Warning: Joking about a serious situation can be counterproductive. You don't want to laugh off risky behavior, such as smoking or reckless driving.
Another use of laughter: Pain relief. Studies have found laughing comparable to progressive relaxation and minor analgesics in reducing stress and pain.
Here are my guidelines for inviting laughter into your life...
Be social. When you build friendships, you're building laughter. The best way to start yourself laughing is to find someone to laugh with.
Television is only a last resort. And pets, though good for company, fall way short in stimulating laughter.
Seek out groups. The old adage The more the merrier is true. A large crowd laughs more than a small one.
Follow the sound of laughter. Laughter is contagious, so put yourself in situations where you'll catch it.
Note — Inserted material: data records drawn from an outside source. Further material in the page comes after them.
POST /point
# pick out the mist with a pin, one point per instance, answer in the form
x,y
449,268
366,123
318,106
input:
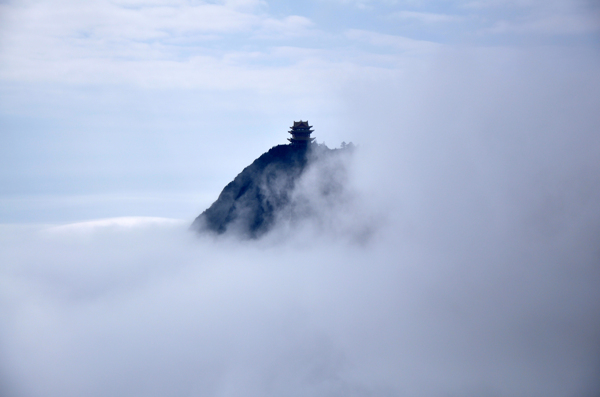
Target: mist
x,y
462,260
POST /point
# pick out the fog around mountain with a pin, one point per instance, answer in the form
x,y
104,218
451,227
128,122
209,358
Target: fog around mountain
x,y
454,253
268,193
461,259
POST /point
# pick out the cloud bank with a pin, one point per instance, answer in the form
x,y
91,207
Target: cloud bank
x,y
480,276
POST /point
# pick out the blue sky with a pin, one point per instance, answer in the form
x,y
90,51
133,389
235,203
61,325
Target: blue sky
x,y
461,261
113,108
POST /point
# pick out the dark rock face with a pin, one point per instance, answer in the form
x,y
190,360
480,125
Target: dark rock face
x,y
250,203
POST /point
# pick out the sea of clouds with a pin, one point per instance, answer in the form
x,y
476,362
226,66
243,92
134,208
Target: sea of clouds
x,y
462,261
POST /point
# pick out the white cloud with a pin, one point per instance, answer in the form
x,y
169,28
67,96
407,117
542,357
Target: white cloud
x,y
397,42
426,17
480,174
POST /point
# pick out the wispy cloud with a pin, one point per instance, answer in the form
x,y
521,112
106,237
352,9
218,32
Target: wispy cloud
x,y
426,17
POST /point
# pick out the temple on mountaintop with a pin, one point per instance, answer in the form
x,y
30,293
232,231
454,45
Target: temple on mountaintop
x,y
301,133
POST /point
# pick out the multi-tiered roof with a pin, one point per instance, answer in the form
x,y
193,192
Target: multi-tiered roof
x,y
300,133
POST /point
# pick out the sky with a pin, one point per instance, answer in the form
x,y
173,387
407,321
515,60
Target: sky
x,y
462,259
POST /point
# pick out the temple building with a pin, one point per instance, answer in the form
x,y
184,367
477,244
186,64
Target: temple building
x,y
301,133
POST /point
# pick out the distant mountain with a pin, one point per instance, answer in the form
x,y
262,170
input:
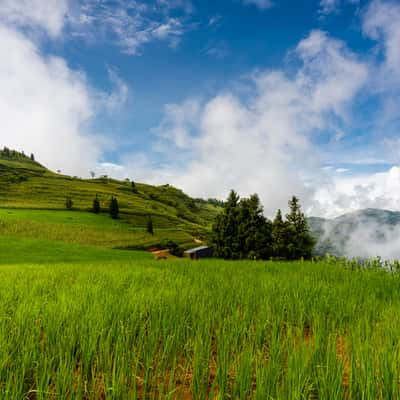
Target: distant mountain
x,y
364,233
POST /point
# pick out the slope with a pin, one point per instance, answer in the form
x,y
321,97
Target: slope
x,y
32,204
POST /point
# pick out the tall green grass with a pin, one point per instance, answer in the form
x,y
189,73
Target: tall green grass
x,y
198,330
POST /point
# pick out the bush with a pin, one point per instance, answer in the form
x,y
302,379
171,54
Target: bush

Say you're at a party and see a group of people laughing. Join that group. Whatever is going on there is likely to elicit laughter and humor in you.
Lower your laughter threshold. We tend to do this automatically in certain situations. If you are with someone who once made you laugh, you expect to repeat the experience. Once you're primed for laughter, even mild humor may seem hysterical. You wouldn't walk into an annual performance review with the boss in the same spirit, however.
Keep funny things around -- photographs, joke books, movies you've enjoyed, etc.... or something that connects you to another person even in his/her absence, such as a funny card he has sent you. Such items can be potent pick-me-ups, so make them readily available for when you need them most.
Think beyond your own laughter. A sense of humor, a trait admired by everyone, refers not to your yuks and titters, but to your ability to give the gift of laughter. Laughter is a gift that is always returned with interest.